Only a few months after our divorce, I met a man who I thought was wonderful, and I quickly fell head over heels for him. An Air Marshal and Army Reservist, he had never married and had no kids. He seemed to love my kids, and when we married six months after we met, it felt natural and right.
But soon after we married, things didn't feel so natural and right. His facade began to crack, and lies started to show through. Such as the fact that he had told me and my children that he had a college degree in Criminal Law, but in reality he had never finished college.

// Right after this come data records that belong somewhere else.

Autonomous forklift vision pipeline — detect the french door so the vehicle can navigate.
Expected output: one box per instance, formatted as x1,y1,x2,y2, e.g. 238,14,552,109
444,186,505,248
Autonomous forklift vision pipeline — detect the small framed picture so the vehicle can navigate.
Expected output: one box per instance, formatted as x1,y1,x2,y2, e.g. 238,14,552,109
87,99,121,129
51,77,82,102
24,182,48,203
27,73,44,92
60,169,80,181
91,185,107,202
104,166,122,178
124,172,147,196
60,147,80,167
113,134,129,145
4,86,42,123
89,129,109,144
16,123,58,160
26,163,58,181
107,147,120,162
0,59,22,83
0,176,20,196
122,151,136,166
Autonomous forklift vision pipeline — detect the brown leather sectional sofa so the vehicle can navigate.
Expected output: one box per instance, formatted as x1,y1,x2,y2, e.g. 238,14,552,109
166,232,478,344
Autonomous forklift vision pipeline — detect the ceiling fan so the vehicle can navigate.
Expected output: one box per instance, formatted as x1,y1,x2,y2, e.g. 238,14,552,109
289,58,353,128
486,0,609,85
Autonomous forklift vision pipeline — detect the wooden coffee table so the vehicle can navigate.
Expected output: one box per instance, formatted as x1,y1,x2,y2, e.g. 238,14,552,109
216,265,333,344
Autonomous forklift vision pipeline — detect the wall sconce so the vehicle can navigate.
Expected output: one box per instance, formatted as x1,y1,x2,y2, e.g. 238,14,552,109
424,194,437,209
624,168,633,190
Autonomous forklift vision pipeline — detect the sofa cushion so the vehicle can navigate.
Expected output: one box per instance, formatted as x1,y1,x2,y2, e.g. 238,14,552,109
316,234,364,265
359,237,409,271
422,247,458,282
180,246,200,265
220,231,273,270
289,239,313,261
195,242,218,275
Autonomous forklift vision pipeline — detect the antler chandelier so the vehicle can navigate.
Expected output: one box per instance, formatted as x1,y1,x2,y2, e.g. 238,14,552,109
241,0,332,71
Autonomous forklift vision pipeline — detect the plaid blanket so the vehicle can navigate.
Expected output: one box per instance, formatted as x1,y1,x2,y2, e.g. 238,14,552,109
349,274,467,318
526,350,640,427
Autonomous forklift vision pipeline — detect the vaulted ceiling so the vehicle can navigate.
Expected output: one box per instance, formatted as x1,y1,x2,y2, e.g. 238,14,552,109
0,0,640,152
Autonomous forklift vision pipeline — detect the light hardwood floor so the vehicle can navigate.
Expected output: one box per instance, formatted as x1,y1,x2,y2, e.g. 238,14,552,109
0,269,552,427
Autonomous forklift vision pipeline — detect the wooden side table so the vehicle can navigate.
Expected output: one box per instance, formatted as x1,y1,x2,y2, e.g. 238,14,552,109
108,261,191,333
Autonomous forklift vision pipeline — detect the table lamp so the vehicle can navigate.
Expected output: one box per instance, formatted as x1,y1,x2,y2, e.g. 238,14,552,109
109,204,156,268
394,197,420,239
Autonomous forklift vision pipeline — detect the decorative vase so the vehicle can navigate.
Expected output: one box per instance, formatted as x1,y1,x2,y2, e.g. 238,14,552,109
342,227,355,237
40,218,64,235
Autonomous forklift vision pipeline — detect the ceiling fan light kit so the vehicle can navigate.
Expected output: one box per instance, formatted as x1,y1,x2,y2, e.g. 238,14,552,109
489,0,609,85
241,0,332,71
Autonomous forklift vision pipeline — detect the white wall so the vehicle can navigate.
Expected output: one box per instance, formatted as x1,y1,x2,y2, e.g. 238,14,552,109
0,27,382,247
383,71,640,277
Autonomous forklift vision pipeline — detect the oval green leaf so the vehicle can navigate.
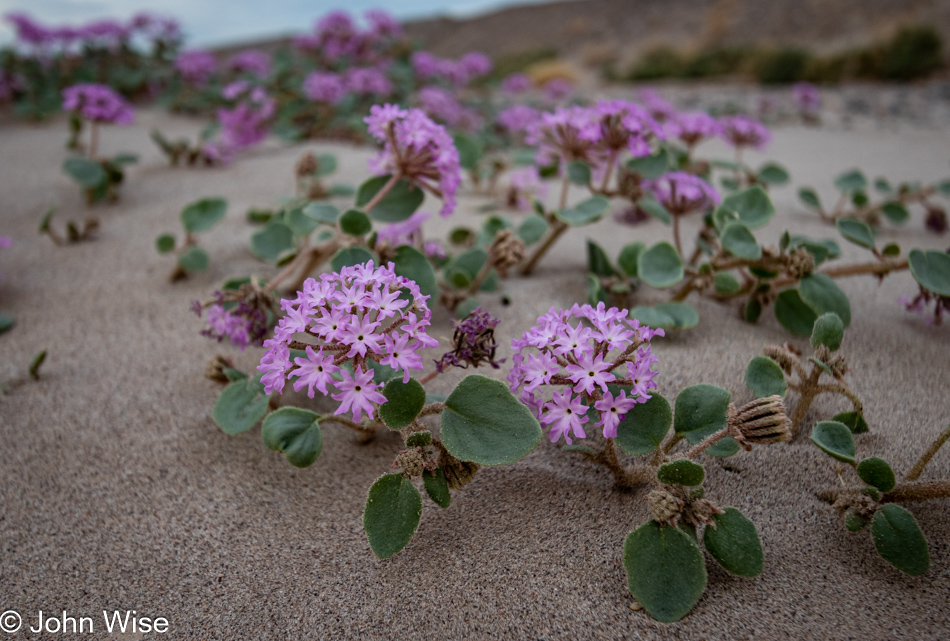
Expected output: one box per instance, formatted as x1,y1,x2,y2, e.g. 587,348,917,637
261,407,323,467
623,521,706,623
442,374,541,465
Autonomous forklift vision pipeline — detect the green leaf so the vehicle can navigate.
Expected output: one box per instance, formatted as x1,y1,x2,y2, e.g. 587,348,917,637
722,185,775,229
212,379,270,434
567,160,590,187
630,302,699,329
155,234,175,254
181,198,228,234
554,196,610,227
301,203,340,225
831,412,870,434
881,201,910,225
356,175,425,223
379,378,426,430
178,245,209,274
251,220,294,263
623,521,706,623
907,249,950,296
626,149,670,180
798,273,851,328
775,289,818,336
636,196,673,225
0,314,16,334
393,245,439,300
656,458,706,487
637,241,685,289
330,247,375,272
721,223,762,260
616,393,673,456
422,467,452,509
673,383,732,434
63,157,108,189
703,507,765,577
798,187,821,211
587,240,617,276
858,457,897,492
835,218,874,249
745,356,788,398
261,407,323,467
713,272,742,296
756,162,789,185
811,421,855,463
452,134,482,171
811,313,844,352
518,214,548,245
339,209,373,236
442,374,541,465
363,474,422,559
871,503,930,576
835,169,868,193
617,241,647,278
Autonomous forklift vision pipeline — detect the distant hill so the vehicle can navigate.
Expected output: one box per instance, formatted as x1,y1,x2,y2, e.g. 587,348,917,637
406,0,950,61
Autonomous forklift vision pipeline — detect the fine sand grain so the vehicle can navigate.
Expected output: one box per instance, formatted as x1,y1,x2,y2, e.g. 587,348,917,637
0,111,950,640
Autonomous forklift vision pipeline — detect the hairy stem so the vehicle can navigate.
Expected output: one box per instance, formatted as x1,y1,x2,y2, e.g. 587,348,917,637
904,425,950,481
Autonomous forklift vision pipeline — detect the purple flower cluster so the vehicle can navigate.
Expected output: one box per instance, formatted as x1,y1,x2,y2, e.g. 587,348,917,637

When the verbal abuse started, I was not only horrified, but ashamed and embarrassed. It became apparent that I had made a terrible mistake, and yet I remained in a state of denial for several months as the wonderful man I thought I'd married simply faded away and I no longer recognized my husband through all of the degrading name calling and emotional manipulation. I cried nearly every day of the ten months we were married.
One night in February I called the police to remove him from my home because I was so completely terrified that he would physically hurt me or worse. When the police officers encouraged me to file an Order of Protection against him, that was the first time I'd heard those words.
I soon discovered that filing an Order of Protection against my husband was one of the hardest things I've ever done. It was devastating to think that I had to go to that extreme measure to keep myself safe. Especially when I was trying to keep myself safe from the one person who I thought had my best interests at heart. Someone I trusted and opened my entire life to. Someone I believed in. To have to cope with the fact that my husband never really loved me at the same time when I was also dealing with having to file an Order of Protection against him was beyond devastating. It was also an extremely lonely place to be. Sadly, I discovered that for much of the time we were together, he was having an affair with a married woman (who actually provided me with written documentation of their affair). The combination of the abuse and the betrayal have been horrendous to deal with.
I am speaking out and sharing my story with the hopes that I can reach other women who may be hiding in the shadows with their own stories of abuse. The only way to eradicate domestic violence is to lean on each other, stand up, speak out and educate. The main thrust of my message is: you are not to blame and you are not alone.